ご> >全順序集合ではない事や、1.0 / 0.0 → Infinity など
ご> >IEEE754 って『数学』と言う見方でみると、かなり
ご> > ``???'' ではあるんですけど、実施の演算としての
ご> >実行を考えると、妥協の産物としてはうまく整合してると思います。
ご> 
ご> それには同意します。ただNaNの使い道がそれほど詳しく説明され
ご> てないのは惜しいと思います。いちおう、NaNのフォーマットに余
ご> 裕があるのはエラー追跡のためらしいんですけど、現状ではほとん
ご> ど使われてないですよね。

規格に NaNs って複数形で出ているのはそのためなんですよね。
#最初は Signaling と Quitet の2種類で NaNs だと思ってました ^^;;

ご> >ご> >どちらかと言うと、1.0 <=> NaN = NaN 説に傾きつつあります。
ご> >ご> >(1.0 - NaN = NaN からの類推、例外は発生しないと言う立場です)
ご> >ご> 
ご> >ご> うーむ、それはそれでよいなぁ。
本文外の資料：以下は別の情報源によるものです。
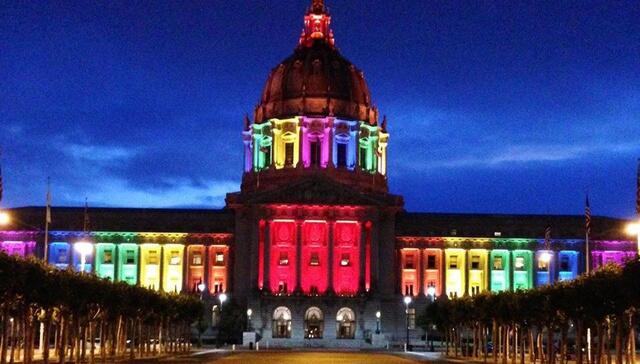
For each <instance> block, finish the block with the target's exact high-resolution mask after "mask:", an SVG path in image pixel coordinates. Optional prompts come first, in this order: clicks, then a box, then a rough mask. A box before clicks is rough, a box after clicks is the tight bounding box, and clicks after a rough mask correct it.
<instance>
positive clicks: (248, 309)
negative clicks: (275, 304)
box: [247, 308, 253, 331]
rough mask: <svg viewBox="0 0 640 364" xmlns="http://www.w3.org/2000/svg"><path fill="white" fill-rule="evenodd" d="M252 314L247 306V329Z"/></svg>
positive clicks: (252, 313)
mask: <svg viewBox="0 0 640 364" xmlns="http://www.w3.org/2000/svg"><path fill="white" fill-rule="evenodd" d="M252 314H253V310H252V309H250V308H247V331H249V330H251V315H252Z"/></svg>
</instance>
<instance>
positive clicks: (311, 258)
mask: <svg viewBox="0 0 640 364" xmlns="http://www.w3.org/2000/svg"><path fill="white" fill-rule="evenodd" d="M309 265H314V266H315V265H320V257H319V256H318V253H311V259H309Z"/></svg>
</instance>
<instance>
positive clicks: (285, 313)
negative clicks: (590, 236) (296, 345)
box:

NaNも一応Numericだし。一票入れ
ご> >ご> ときます。
ご> >
ご> >ごとけんさんに賛同いただけると心強いです。
ご> 
ご> # てれてれ /(^^;;
ご> 
ご> ともかく、<=> はsortのためであるのでそこでそれなりの例外が出
ご> ればよいでしょうね。また、ほとんど全順序だけど、ちょびっとだ
ご> け全順序でないものに <=> を実装したい場合の手本にもなるでしょ
ご> うし。

<=> に関する奇妙な挙動として強いて言えば、 Inf <=> Inf があります。 
Inf - Inf は、NaN ですが Inf == Inf は、真 Inf <=> Inf は 0
#finite <=> NaN とは様子が違いますが、
#比較と減算は完全には対応しない実例として、あげられます。

こう言うと、 finite <=> NaN → NaN 論と整合しないようですが、、、
IEEE754 の例外のディフォルトの挙動は「なにもしない」なので、
Ruby では何もしないで NaN を返す様ことが妥当だと考えたわけです。

「全順序でないものに <=> を実装したい場合」の
『全順序でないもの』って Set (集合) の様な物を想定してますか?
とすると、、

Set a と Set b に置いて、
  a が b の部分集合 ⇒ a <=> b → -1
  b が a の部分集合 ⇒ a <=> b →  1
  a が b の部分集合でなく、b が a の部分集合でない ⇒ a <=> b → NaN 
でしょうか?(集合の比較に <=> は無理あり?)

と言った応用的な用途を考えると、.kind_of? Float な NaN よりも
nil や false が相応しくも思えます。

要するに finite <=> NaN の時(及び NaN <=> finete の時)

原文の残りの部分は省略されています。